The areas that changed in the course of time are mostly located in the coastal areas. As a matter of fact the changes in lands from forest to agricultural area are experienced in these regions most. This increase is denser in the regions extending to inner parts about 5 km from the coast. In the surrounding area of city center of Rize and its west parts, the increase in agricultural areas was seen more. It is because of the fact that tea plantation and production were fostered by government between the years 1960 and 1990. Since the region's economy was already relied on tea production, this support resulted in a decrease in forest areas, especially in the surrounding sections of the residential areas in an uncontrolled manner.
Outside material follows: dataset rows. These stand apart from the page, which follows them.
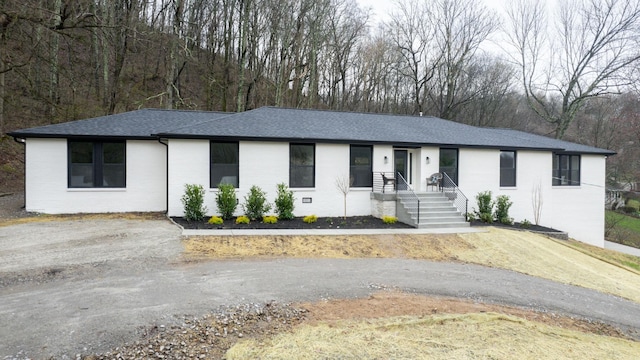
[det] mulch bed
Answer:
[171,216,412,230]
[471,220,562,233]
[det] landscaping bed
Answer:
[171,216,412,230]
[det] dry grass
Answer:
[0,212,167,227]
[184,235,472,260]
[184,228,640,302]
[226,313,640,359]
[458,228,640,302]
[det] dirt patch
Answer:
[85,292,626,359]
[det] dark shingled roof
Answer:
[9,109,232,139]
[9,107,615,155]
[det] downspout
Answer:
[13,137,27,210]
[158,137,169,215]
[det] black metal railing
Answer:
[440,172,469,218]
[371,171,397,193]
[396,173,420,224]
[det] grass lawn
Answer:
[606,210,640,248]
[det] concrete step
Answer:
[416,221,471,229]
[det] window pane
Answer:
[209,142,240,188]
[102,143,125,164]
[69,142,93,164]
[349,145,373,187]
[69,142,93,187]
[289,144,315,187]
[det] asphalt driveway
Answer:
[0,220,640,359]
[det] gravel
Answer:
[0,215,640,359]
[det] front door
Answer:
[393,150,408,190]
[440,149,458,185]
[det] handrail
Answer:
[396,172,420,225]
[440,172,469,219]
[371,171,396,194]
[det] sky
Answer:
[356,0,510,21]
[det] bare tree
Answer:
[506,0,640,139]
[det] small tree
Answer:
[275,183,295,220]
[495,195,513,225]
[181,184,207,221]
[336,175,353,220]
[475,191,493,223]
[242,185,271,220]
[216,184,238,220]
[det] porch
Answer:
[371,172,469,228]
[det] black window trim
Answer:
[67,138,127,189]
[500,150,518,188]
[209,140,240,189]
[289,142,316,189]
[551,152,582,186]
[349,144,373,188]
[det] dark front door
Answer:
[393,150,408,190]
[440,149,459,185]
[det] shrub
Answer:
[495,195,513,225]
[302,215,318,224]
[242,185,271,220]
[181,184,207,221]
[236,215,249,224]
[626,199,640,211]
[475,191,493,223]
[382,215,398,224]
[275,183,295,220]
[207,216,224,225]
[216,184,238,220]
[262,215,278,224]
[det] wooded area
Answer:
[0,0,640,192]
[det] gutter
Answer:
[13,136,27,210]
[158,137,169,215]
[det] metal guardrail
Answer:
[396,173,420,224]
[440,172,469,219]
[371,171,396,194]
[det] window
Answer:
[289,144,316,187]
[68,141,126,188]
[552,154,580,186]
[349,145,373,187]
[209,141,240,188]
[500,151,516,186]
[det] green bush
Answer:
[207,216,224,225]
[242,185,271,220]
[275,183,295,220]
[494,195,513,225]
[626,199,640,211]
[181,184,207,221]
[475,191,494,224]
[236,215,249,224]
[216,184,238,220]
[382,215,398,224]
[302,215,318,224]
[262,215,278,224]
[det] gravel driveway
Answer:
[0,220,640,359]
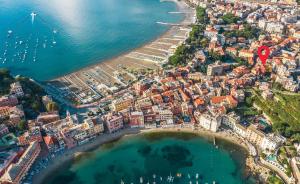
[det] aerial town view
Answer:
[0,0,300,184]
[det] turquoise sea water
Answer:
[44,133,255,184]
[0,0,183,80]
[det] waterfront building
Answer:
[152,106,173,122]
[0,141,41,184]
[246,124,265,145]
[134,79,152,95]
[43,135,59,152]
[10,82,24,97]
[36,111,60,125]
[260,134,286,151]
[0,149,18,178]
[82,117,104,136]
[129,111,145,128]
[42,95,53,107]
[194,111,222,132]
[222,112,241,130]
[103,113,124,133]
[0,124,9,137]
[18,126,43,146]
[112,95,134,112]
[0,106,11,117]
[0,95,19,107]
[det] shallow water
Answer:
[0,0,183,80]
[44,133,254,184]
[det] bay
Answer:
[0,0,183,81]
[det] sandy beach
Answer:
[33,128,254,184]
[47,0,195,105]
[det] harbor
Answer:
[45,1,195,105]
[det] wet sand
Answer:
[47,0,195,105]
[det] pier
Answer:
[47,2,195,106]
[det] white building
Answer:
[10,82,24,97]
[260,134,286,151]
[194,111,222,132]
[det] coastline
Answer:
[33,128,254,184]
[45,0,196,103]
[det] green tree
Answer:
[221,13,240,24]
[17,120,27,131]
[46,102,59,112]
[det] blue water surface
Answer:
[0,0,183,80]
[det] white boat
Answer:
[140,177,144,183]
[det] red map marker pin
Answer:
[257,45,270,65]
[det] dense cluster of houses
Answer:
[0,0,300,183]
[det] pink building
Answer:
[0,124,9,137]
[0,96,18,107]
[104,114,124,133]
[129,111,145,128]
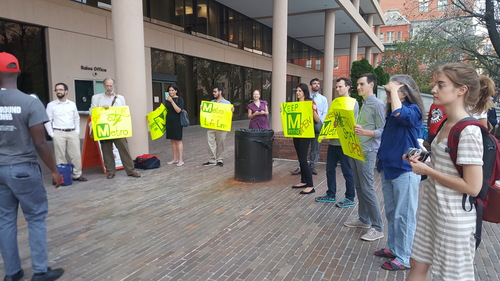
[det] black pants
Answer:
[293,138,314,187]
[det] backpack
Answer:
[447,117,500,248]
[134,154,160,170]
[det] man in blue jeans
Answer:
[316,77,359,208]
[0,53,64,281]
[344,73,385,241]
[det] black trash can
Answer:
[234,129,274,182]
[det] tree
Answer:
[402,0,500,84]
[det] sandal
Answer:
[381,260,410,271]
[373,249,396,259]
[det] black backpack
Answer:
[443,117,500,248]
[134,154,160,170]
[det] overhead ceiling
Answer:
[217,0,384,55]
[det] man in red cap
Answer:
[0,53,64,281]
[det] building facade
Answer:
[0,0,383,154]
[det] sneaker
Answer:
[361,227,384,241]
[344,219,372,228]
[315,194,337,203]
[335,197,356,208]
[31,267,64,281]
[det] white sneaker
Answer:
[361,227,384,241]
[344,219,372,228]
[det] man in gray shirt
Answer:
[344,73,385,241]
[0,53,64,281]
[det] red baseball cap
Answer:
[0,52,21,72]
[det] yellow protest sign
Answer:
[280,101,314,138]
[92,106,132,140]
[200,101,233,131]
[147,103,167,140]
[334,109,365,162]
[318,97,356,142]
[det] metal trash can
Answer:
[234,129,274,182]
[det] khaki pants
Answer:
[52,130,82,179]
[207,130,227,162]
[101,138,135,175]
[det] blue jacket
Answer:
[377,101,422,180]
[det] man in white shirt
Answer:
[45,83,87,181]
[90,78,141,179]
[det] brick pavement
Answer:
[0,121,500,281]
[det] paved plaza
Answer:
[0,121,500,281]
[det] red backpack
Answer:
[447,117,500,248]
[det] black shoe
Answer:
[31,267,64,281]
[300,188,316,194]
[3,268,24,281]
[73,176,88,181]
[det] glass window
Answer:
[385,31,394,43]
[306,60,312,68]
[241,17,253,50]
[253,21,262,51]
[227,10,243,46]
[193,0,208,34]
[147,0,181,25]
[262,25,273,55]
[438,0,448,11]
[0,19,48,104]
[418,0,429,12]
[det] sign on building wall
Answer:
[280,101,314,138]
[92,106,132,140]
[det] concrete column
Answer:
[365,47,373,65]
[111,0,151,155]
[373,25,380,39]
[366,14,374,28]
[351,0,359,11]
[322,10,335,104]
[373,53,380,67]
[271,0,288,132]
[349,33,358,73]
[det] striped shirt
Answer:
[411,126,483,281]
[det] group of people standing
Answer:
[286,63,495,280]
[0,46,495,281]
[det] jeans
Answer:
[207,130,227,163]
[326,145,356,201]
[351,151,384,232]
[309,134,321,169]
[293,138,314,187]
[52,130,82,179]
[0,163,48,275]
[101,138,135,175]
[381,172,420,267]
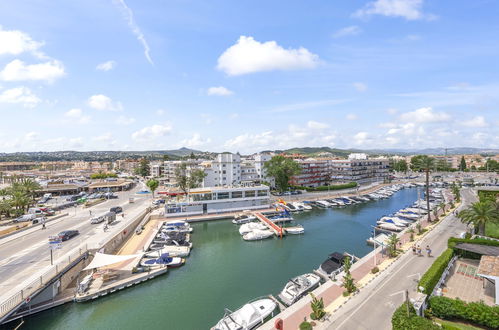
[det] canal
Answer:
[18,189,417,330]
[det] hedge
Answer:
[428,296,499,329]
[419,249,454,295]
[291,182,357,191]
[447,237,499,249]
[392,302,441,330]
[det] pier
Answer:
[253,212,284,238]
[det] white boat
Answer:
[232,213,256,225]
[239,222,267,235]
[278,273,321,306]
[140,253,185,268]
[144,245,191,258]
[211,298,277,330]
[243,229,274,241]
[284,225,305,235]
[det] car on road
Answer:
[109,206,123,214]
[57,230,80,242]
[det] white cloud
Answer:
[181,133,211,148]
[0,26,43,55]
[95,61,116,71]
[206,86,234,96]
[116,116,135,126]
[132,123,172,141]
[307,120,329,129]
[353,0,425,20]
[88,94,123,111]
[217,36,319,76]
[399,107,450,123]
[114,0,154,65]
[64,108,90,124]
[0,59,66,82]
[0,87,42,108]
[352,82,367,92]
[333,25,362,38]
[461,116,488,128]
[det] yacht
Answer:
[243,229,274,241]
[239,222,267,235]
[284,225,305,235]
[278,273,321,306]
[211,298,277,330]
[232,213,256,225]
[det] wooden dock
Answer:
[254,212,285,238]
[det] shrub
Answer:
[392,302,440,330]
[419,249,454,295]
[429,297,499,329]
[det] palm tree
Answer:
[416,155,435,222]
[458,202,498,236]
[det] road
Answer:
[326,189,477,330]
[0,184,151,301]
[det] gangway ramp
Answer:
[254,212,285,238]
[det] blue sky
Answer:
[0,0,499,153]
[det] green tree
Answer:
[175,163,206,194]
[411,155,435,222]
[458,201,499,236]
[387,234,400,258]
[264,155,301,192]
[343,256,357,294]
[146,179,159,198]
[459,156,466,171]
[135,158,151,178]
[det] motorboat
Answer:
[243,229,274,241]
[144,245,191,258]
[315,201,332,208]
[232,213,256,225]
[284,225,305,235]
[211,298,277,330]
[278,273,321,306]
[239,222,267,235]
[317,252,345,277]
[140,253,185,268]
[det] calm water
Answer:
[16,189,417,330]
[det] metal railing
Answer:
[0,244,88,322]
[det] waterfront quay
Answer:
[10,188,417,329]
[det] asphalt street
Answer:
[327,189,477,330]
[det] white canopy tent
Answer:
[83,252,142,270]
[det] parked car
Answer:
[57,230,80,242]
[109,206,123,214]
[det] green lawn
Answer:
[433,318,483,330]
[485,222,499,238]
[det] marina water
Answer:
[18,188,417,330]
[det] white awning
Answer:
[83,252,142,270]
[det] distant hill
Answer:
[0,148,207,162]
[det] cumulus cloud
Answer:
[333,25,362,38]
[217,36,319,76]
[0,86,42,108]
[0,59,66,82]
[132,123,172,142]
[88,94,123,111]
[0,26,43,55]
[206,86,234,96]
[116,116,135,126]
[399,107,450,123]
[352,82,367,92]
[114,0,154,65]
[353,0,425,20]
[95,61,116,71]
[181,133,211,148]
[461,116,488,128]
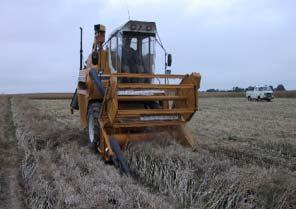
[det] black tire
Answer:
[110,137,130,175]
[87,102,101,148]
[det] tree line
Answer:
[206,84,286,92]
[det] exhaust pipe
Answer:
[89,68,105,97]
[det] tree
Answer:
[276,84,286,91]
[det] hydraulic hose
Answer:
[89,68,105,97]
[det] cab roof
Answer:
[110,20,157,38]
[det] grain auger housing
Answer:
[71,21,201,172]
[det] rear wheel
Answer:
[88,102,101,148]
[110,137,129,175]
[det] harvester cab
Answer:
[71,21,201,172]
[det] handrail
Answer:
[101,73,186,79]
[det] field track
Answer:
[0,97,24,209]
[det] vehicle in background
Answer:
[246,85,274,101]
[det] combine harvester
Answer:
[70,21,201,173]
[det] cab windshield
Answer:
[121,34,155,73]
[109,33,156,73]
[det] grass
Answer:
[25,98,296,209]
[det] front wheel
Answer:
[110,137,130,175]
[87,102,101,148]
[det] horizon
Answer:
[0,0,296,94]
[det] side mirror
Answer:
[91,51,99,65]
[167,54,172,67]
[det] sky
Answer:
[0,0,296,93]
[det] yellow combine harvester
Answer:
[70,21,201,173]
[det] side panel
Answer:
[77,90,88,128]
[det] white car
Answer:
[246,86,274,101]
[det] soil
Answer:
[0,97,24,209]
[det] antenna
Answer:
[121,0,131,20]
Urban areas also increased with a ratio of 117% in the study areas along with the increase in population. This increase mostly occurred in the coastal parts and within the centers of districts (Figure 4). On the other hand, some changes occurred in pasture areas, located in the region with 1500-2000 m of altitude, in the study region in the course of time. In this context, approximately 5.568 ha of decrease occurred in pasture areas and 2.494 ha of increase occurred in bare soil. A little bit pasture area was naturally turned in to forest as some trees were planted in the pasture.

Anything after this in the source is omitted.